NASA, ESA Aim to Bring a Piece of Mars Back to Earth

Space agencies have sent various missions to Mars and made fascinating discoveries in the process, but getting samples back to Earth would allow for much more detailed analysis. After a false start some years ago, NASA and the European Space Agency (ESA) have agreed to work together on a Mars sample return mission. The first phase of the mission will kick off with the NASA 2020 Mars rover, but the return mission is still in the early planning stages.
Scientists are interested to find out if life ever existed on Mars (or maybe still does). There’s only so much you can do with instruments crammed into a rover. Having samples of Martian soil on Earth would allow researchers to conduct more detailed analysis, and we could save samples for future testing as new technologies come into being.
Part of the NASA 2020 rover mission will include a tool to collect pencil-sized samples of Martian soil. The rover will store up to 31 of these small canisters inside a larger sample container, but that mission won’t include any way to head back to Earth. The ESA’s ExoMars rover will also collect samples after it lands in 2021, but it’ll drill up to 2 meters deep. Again, it’s not designed to come home. The ESA already has the ExoMars orbiter in space around Mars to scope out potential landing zones.
After sample collection is complete, NASA and the ESA envision a second mission heading to Mars with a small retrieval robot. It would meet up with the rovers to get the sample containers and load them into a small Mars Ascent Vehicle that takes them back into orbit. The third and final part of the return process would involve a separate mission heading the Mars orbit to rendezvous with the sample container. This is the craft that would return to Earth with the Martian samples.
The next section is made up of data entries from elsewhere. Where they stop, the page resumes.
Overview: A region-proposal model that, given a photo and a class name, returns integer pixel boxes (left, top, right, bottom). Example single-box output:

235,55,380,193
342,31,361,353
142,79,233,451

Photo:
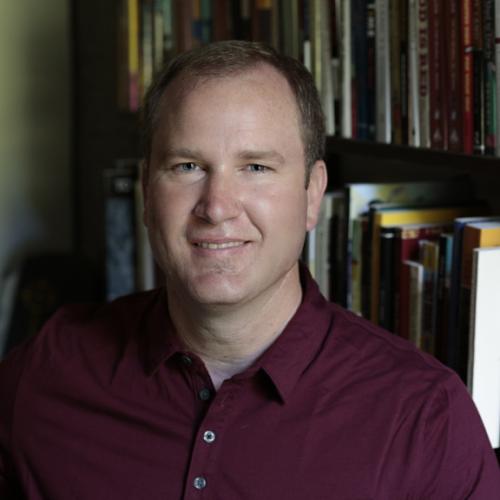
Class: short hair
141,40,326,175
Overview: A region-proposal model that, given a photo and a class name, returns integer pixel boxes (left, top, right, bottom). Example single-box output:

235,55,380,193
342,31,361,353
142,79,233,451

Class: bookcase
69,0,500,459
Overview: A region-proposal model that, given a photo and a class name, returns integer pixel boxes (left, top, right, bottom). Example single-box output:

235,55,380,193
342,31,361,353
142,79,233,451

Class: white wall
0,0,72,277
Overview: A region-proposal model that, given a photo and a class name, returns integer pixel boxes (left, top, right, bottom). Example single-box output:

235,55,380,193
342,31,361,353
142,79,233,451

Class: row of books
117,0,500,157
305,178,500,448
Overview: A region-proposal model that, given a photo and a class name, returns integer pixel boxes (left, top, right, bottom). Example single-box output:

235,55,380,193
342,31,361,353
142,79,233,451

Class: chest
14,367,422,500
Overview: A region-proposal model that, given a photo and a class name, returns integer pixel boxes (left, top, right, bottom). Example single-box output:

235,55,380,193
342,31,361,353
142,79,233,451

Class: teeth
197,241,245,250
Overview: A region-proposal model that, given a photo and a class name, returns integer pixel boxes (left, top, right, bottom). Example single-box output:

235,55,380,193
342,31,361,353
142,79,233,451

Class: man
0,41,498,499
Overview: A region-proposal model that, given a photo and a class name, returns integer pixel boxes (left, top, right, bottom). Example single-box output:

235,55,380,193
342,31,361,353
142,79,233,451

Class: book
310,0,335,135
445,0,463,152
104,165,138,301
436,232,454,362
370,203,482,325
389,0,402,145
339,0,352,138
461,0,474,154
375,0,391,143
344,179,474,312
404,260,424,349
429,0,446,150
117,0,140,112
495,0,500,155
472,0,485,155
482,0,496,155
366,0,376,140
419,239,440,355
393,223,451,339
417,0,430,148
352,0,369,139
468,246,500,448
447,214,500,375
408,0,420,146
378,227,396,331
455,221,500,380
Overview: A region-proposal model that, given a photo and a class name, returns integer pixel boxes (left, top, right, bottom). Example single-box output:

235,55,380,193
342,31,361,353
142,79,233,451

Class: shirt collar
141,264,333,402
257,264,332,403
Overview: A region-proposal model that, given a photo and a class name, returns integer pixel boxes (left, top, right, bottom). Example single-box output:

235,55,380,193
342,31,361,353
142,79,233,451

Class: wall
0,0,72,276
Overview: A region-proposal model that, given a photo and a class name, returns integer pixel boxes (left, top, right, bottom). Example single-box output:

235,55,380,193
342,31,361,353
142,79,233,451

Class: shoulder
0,288,162,410
324,302,453,387
320,303,500,496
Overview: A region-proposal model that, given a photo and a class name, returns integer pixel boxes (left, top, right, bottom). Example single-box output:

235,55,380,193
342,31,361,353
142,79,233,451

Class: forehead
155,64,302,139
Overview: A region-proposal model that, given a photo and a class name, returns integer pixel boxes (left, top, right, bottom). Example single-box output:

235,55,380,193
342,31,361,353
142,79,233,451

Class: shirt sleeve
419,372,500,499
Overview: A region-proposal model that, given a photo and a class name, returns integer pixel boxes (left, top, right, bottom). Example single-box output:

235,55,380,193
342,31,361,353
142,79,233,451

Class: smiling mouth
194,241,247,250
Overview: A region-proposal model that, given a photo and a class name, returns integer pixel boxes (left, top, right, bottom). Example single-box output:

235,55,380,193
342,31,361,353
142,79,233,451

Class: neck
167,265,303,390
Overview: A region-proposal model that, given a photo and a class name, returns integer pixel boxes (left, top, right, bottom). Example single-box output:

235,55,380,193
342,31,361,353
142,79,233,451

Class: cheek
245,185,308,231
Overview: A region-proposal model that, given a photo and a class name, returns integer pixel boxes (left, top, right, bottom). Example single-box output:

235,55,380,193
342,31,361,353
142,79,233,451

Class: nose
193,170,242,224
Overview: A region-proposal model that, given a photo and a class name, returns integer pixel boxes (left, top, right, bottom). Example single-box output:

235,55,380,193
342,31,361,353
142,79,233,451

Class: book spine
375,0,392,143
445,0,463,152
483,0,496,155
400,0,409,145
340,0,353,137
352,0,369,140
104,169,137,301
408,0,421,146
436,233,454,363
462,0,474,154
390,0,402,145
162,0,176,59
472,0,485,155
417,0,430,148
420,240,440,355
153,0,165,74
379,228,396,331
128,0,140,111
366,0,377,140
429,0,446,149
494,0,500,155
407,260,424,348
When those samples get back to Earth, which might not be until the 2030s, scientists will have to observe strict containment procedures. That’s to protect the samples as well as us. Contaminating the samples with Earth microorganisms could ruin the data, and contaminating Earth with (potential) Martian microorganisms could give us all space plague. Well, probably not, but better safe than sorry.
Studying the samples up close could aid in our understanding of Mars’ history and its capacity to support life. If humans are ever going to live on Mars, those are important things to know.